Ten days later, Bob Bowlsby, commissioner of the Big 12 Conference, announced that the Big 12 was launching an anti-racism, anti-hate initiative called the “Unity Campaign.”
Whether partially responsible for the Big 12 effort or not, Sooner football players have been promoting peaceful change since last spring by stepping up to microphones and using social media to initiate conversations.
Chanse Sylvie is one of those voices. Sylvie, who has a degree in political science and is working on his master’s in Global Public Affairs with a concentration in Security, released an essay on Twitter this summer offering steps for reform in American law enforcement. He has since met with Oklahoma lawmakers and the Norman Police Department to discuss the plan.
That same week safety Justin Broiles stood on the steps of Evans Hall at an anti-racism rally and told a crowd, “Violence, that’s not the answer. Burning stuff down is not the answer. We’ve got to educate ourselves … It’s our duty to get out and vote. We’re the ones that can change it.”
“[There’s] no way to grow within the confines of comfort,” added Humphrey in a tweet. “I urge us as a community to embrace the uncomfortable talks between each other, to help grow and improve together.”
Players have taken criticism for their activism—an often-unintended consequence of speaking out, says Belinda Hyppolite, OU vice president of Diversity, Equity and Inclusion.
“I think they [the players] were prepared for that and they still chose to lean into this experience as a group. Their coaches were very supportive, and players know ‘there are people who have our backs.’ That’s critically important and I think Joe C. and his team have done a phenomenal job of grappling with everything that has come up.”

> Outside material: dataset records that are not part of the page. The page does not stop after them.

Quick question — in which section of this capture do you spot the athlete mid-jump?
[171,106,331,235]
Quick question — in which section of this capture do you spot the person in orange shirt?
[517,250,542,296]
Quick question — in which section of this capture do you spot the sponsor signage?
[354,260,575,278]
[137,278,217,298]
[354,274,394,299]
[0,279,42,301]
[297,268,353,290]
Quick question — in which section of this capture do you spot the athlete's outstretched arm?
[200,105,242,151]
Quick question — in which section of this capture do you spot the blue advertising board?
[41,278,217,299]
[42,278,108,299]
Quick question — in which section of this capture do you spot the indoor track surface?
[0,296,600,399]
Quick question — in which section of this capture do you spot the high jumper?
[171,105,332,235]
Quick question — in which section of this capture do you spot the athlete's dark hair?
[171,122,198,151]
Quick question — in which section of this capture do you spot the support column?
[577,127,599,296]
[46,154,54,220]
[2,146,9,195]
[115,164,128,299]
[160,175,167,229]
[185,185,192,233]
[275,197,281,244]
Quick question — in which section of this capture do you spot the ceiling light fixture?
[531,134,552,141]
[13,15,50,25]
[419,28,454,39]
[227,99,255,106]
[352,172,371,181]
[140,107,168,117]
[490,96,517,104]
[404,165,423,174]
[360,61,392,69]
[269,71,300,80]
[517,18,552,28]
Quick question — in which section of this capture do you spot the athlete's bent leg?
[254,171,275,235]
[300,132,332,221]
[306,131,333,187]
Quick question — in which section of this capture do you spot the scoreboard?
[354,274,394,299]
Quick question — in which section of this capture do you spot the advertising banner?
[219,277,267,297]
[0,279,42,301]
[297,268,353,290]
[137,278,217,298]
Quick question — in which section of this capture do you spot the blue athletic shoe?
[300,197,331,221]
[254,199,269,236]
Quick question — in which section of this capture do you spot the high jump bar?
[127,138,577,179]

“We want to be part of the solution,” says OU Athletics Director Joe Castiglione. To that end the department created “Sooners for Humanity,” a program designed to raise awareness and initiate conversations on matters of race and social justice.
"We got lives outside
of our jerseys," says Tre Brown, the Tulsa cornerback celebrated for his game-ending interception that resulted in a Sooners victory over Texas. "Don’t look at us as only football players, look at us like
we’re human beings, because that’s what we are.
Junior defensive back Brendan Radley-Hiles says that communication with people who disagree with you is key to moving forward.
“You can’t move things single-handed. It takes coming together, communicating, getting your feelings and expressions and experiences out, putting everything on the table. As players and the things we put out on Twitter, we try to speak to things that are really meaningful in this world right now and I feel like we’ve been able to do that. Fans speak their minds as well. It’s a conversation.”
In a public service announcement sponsored by the Big 12, Riley and more than half a dozen OU players including Delarrin Turner-Yell, Austin Stogner, Drake Stoops and Adrian Ealy ask fans to join them “in their commitment to a world where each of us is treated equally.”
At a press conference on Sept. 9, Riley said he appreciated the support from the Big 12. “I think it’s a great thing, and I can’t speak for other teams in the conference, but for our team this is about taking care of one another, and that’s one thing our team has been unanimous on and it doesn’t matter if it’s a black player, a white player, a Hispanic player, you name it.
“The only message our team wants to send is that we believe there can be unity and we want there to be steps taken and we want there to be peaceful change.”
With so many young men willing to take up the challenge of having those hard conversations and bringing people together, now may be the time, as the late OU President George Lynn Cross once said, to build a university of which the football team can be proud.